Since another application has already a Vault exposed on default 8200, here I had to expose the Vault on 8210.
networks:
my-network:
name: my-network
services:
vault:
container_name: my-vault
hostname: vault
image: hashicorp/vault:latest
restart: unless-stopped
command: ["vault", "server", "-dev", "-dev-listen-address=0.0.0.0:8200"]
environment:
VAULT_DEV_ROOT_TOKEN_ID: rootToken
VAULT_ADDR: http://127.0.0.1:8200
volumes:
- ./volumes/vault/file:/vault/file
- ./volumes/vault/logs:/vault/logs
cap_add:
- IPC_LOCK
ports:
# 8200 is used by another Vault
- "8210:8200" # Map container port 8200 (UI) to host port 8210
networks:
- my-network
vaultagent:
depends_on: [vault]
container_name: my-vaultagent
image: hashicorp/vault:latest
restart: always
command: [ 'vault', 'agent', '-config=/volumes/vault-agent-localhost/config.txt']
volumes:
- ./volumes/vault-agent-localhost:/volumes/vault-agent-localhost
cap_add:
- IPC_LOCK
networks:
- my-network
The comments thread below your question shows that the myapp policy is not applied to the AppRole's token.

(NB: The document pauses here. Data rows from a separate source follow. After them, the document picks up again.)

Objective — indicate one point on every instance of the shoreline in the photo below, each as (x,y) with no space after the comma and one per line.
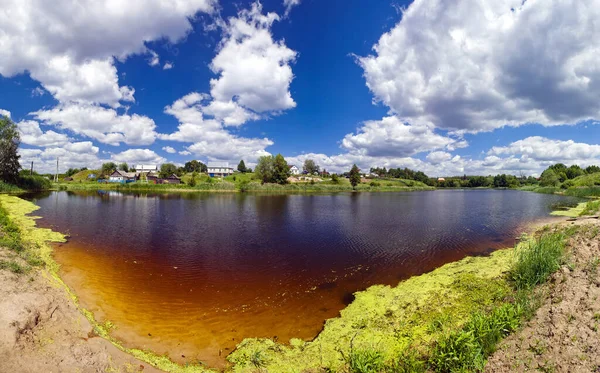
(417,288)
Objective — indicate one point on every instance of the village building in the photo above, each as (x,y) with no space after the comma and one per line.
(143,168)
(219,169)
(121,177)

The agent uses address = "http://vault:8200", but your configuration script uses export VAULT_ADDR='http://127.0.0.1:8210'.
Assuming the vault hostname resolves to the Vault that is running on localhost, change the port in config.txt from 8200 to 8210 (or make whatever changes are required to reach the instance where the policy is).